Великому искусству — жизни просто так — можно было научиться только здесь. Русским всегда навязывали «жизнь во имя», поэтому за долгие века они дружно, до неуязвимости, всей нацией адаптировались к ядовитым ветрам сезонно-казённых призывов и гриппоподобным идеологическим модам. Русская толерантность научилась вести свой счёт от гроба. Поэтому никогда не ошибалась и выражала самые сильные свои эмоциональные достижения лаконично — матом. Грэй искренне не понимал, почему русские с таким горячим вожделением говорят о загранице? Почему любящие родители выпихивают своих детей из родного гнезда куда подальше любой ценой? Почему все русские герои мёртвые? И почему героев, преуспевших в настоящем, ожидает лишь лютая зависть соседа? Зоопарк характеров и отсутствие нравственных заграждений умиляли Грэя. И даже русская зависть восхищала переселенца — она была проста и пряма, как детские слёзы. Люди — дети! Они находятся в трогательной зависимости от большого мира: «Дай, пожалуйста... я буду терпеть и стараться... буду послушным и приберу перед сном свои игрушки... я уже умею отличать плохое от хорошего…». Институт просителей — явление интернациональное, но только в России просители — основа государственного устройства.
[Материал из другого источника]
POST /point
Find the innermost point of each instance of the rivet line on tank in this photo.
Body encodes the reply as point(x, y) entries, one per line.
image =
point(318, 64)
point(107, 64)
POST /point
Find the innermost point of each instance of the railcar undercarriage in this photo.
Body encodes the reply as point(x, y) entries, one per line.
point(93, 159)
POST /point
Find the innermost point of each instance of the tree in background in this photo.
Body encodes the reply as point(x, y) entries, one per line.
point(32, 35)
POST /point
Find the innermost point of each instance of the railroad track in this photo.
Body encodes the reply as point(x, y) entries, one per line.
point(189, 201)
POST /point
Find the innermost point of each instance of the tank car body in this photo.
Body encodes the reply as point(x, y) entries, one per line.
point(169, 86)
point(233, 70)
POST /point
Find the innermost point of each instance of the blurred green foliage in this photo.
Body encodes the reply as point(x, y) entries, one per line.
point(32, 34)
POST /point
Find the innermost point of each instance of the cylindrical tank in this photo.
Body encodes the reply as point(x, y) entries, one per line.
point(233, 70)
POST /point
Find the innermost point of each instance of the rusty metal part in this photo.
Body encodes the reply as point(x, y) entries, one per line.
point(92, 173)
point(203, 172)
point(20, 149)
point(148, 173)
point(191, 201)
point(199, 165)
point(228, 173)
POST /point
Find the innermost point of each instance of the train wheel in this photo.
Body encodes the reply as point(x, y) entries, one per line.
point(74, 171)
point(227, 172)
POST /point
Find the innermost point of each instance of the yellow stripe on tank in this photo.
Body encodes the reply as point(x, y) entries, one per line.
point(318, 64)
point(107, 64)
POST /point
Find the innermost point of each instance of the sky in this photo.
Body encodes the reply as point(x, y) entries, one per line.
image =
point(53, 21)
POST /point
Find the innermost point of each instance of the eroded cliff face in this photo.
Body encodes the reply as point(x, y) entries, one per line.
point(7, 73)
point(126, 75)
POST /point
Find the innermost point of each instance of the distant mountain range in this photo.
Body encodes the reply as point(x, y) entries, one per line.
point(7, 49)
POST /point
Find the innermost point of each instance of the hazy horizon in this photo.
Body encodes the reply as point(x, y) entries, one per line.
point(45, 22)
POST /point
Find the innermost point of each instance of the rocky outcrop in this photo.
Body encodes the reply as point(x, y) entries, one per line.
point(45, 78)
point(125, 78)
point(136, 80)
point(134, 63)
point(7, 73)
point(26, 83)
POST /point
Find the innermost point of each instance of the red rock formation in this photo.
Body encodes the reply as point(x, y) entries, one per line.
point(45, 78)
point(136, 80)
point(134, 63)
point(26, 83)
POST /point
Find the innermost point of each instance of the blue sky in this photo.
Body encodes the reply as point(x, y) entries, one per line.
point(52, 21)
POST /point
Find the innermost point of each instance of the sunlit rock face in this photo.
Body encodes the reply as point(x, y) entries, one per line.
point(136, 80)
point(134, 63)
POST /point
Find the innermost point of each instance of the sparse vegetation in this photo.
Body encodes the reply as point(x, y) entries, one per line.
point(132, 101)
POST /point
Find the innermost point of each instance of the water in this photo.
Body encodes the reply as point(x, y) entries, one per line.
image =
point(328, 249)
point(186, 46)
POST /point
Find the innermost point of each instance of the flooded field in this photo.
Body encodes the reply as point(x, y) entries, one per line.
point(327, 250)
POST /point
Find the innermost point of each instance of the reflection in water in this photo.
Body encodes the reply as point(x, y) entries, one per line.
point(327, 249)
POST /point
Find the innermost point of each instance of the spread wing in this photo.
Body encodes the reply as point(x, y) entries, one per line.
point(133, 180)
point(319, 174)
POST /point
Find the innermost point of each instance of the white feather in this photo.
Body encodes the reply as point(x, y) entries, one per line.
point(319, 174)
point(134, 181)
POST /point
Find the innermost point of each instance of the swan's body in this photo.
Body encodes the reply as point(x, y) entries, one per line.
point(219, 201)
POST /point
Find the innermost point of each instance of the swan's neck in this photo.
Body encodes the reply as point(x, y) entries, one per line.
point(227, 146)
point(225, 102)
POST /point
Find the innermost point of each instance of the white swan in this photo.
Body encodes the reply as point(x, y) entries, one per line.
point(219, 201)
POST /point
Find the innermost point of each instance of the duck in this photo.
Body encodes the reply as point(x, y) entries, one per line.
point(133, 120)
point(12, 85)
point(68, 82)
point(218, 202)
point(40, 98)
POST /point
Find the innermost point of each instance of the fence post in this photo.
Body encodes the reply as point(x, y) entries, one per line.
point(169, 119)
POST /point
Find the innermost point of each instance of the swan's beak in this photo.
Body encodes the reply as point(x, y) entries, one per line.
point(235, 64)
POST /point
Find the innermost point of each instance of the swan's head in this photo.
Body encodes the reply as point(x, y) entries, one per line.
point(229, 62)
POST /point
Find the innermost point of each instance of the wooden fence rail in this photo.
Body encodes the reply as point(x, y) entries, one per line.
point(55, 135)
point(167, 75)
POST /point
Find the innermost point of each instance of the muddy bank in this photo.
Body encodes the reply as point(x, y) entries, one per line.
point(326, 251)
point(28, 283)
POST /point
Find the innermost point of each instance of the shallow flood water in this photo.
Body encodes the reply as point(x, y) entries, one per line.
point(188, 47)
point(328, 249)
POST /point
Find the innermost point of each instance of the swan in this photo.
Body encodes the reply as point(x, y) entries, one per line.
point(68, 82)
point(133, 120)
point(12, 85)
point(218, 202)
От протянутой руки до протянутых душ.
Гуляя по городу, Грэй однажды зашёл в какой-то храм, но довольно быстро покинул печальное место, сообразив, что джазом и степом здесь и не пахнет. Хотя маленькие огоньки, медленно и торжественно изводящие худобу восковых свечей, Грэю очень понравились. Однако сами люди, зажигающие эти огни, напоминали сгоревшие спички, согбенно и покорно стоящие рядом в серых и чёрных одеждах. И не один, не два человека — толпы! Молодые и старые, наделённые лицами, просветлёнными глупостью, и лицами, просветлёнными образованием. Массовое стремление к гипнотехнологиям примитивного самозабвения Грэю не нравилось, но, в конце концов, это тоже было забавно. Казалось, люди специально для него, для Грэя, устраивают этот спектакль… Вот сейчас они не выдержат своего притворства,
рассмеются… Но нет, менялись поколения, чехардой мельтешили времена и флаги, а страсть к притворству — не проходила… Не дай Бог, опомнится кто в толпе, проснётся нечаянно от вечного общего сна — на кол его, супостата, на кол! Непостижимая страна!
Грэя умиляли подростки, свободно писающие на улицах и в подъез-
дах средь бела дня. Забавно было видеть повальное пристрастие нижних социальных слоёв населения к лузганию семечек. Впрочем, люди с достатком с тем же семечковым упорством «лузгали» Интернет. В Городе имелись приличные кафе и рестораны, но среди них не было ни одного, где можно было бы остаться наедине с собой или спокойно поговорить — акустические колонки на корню подавляли своей музыкальной мощью любые попытки человечества пообщаться друг с другом. Грэй подозревал, что в сокровенности каждого из его новых сограждан есть чтото очень мешающее, громкое, в сердце или в голове, что люди тщательно скрывают даже от себя самих, и поэтому предельная громкость телевизоров, музыкальных центров и певцов караоке — это примитивный, но вполне действенный способ заглушить внутренний голос. О чём он, этот голос? Грэй не знал, он не особенно уважал склонность русских к их специфической рефлексии. Жизнь и без того кипела и булькала как потревоженное болото! Тысячи фонарных столбов в городе были заклеены телефонами проституток. Создавалось водевильное впечатление, что этим ремеслом в Городе занимаются даже пенсионеры.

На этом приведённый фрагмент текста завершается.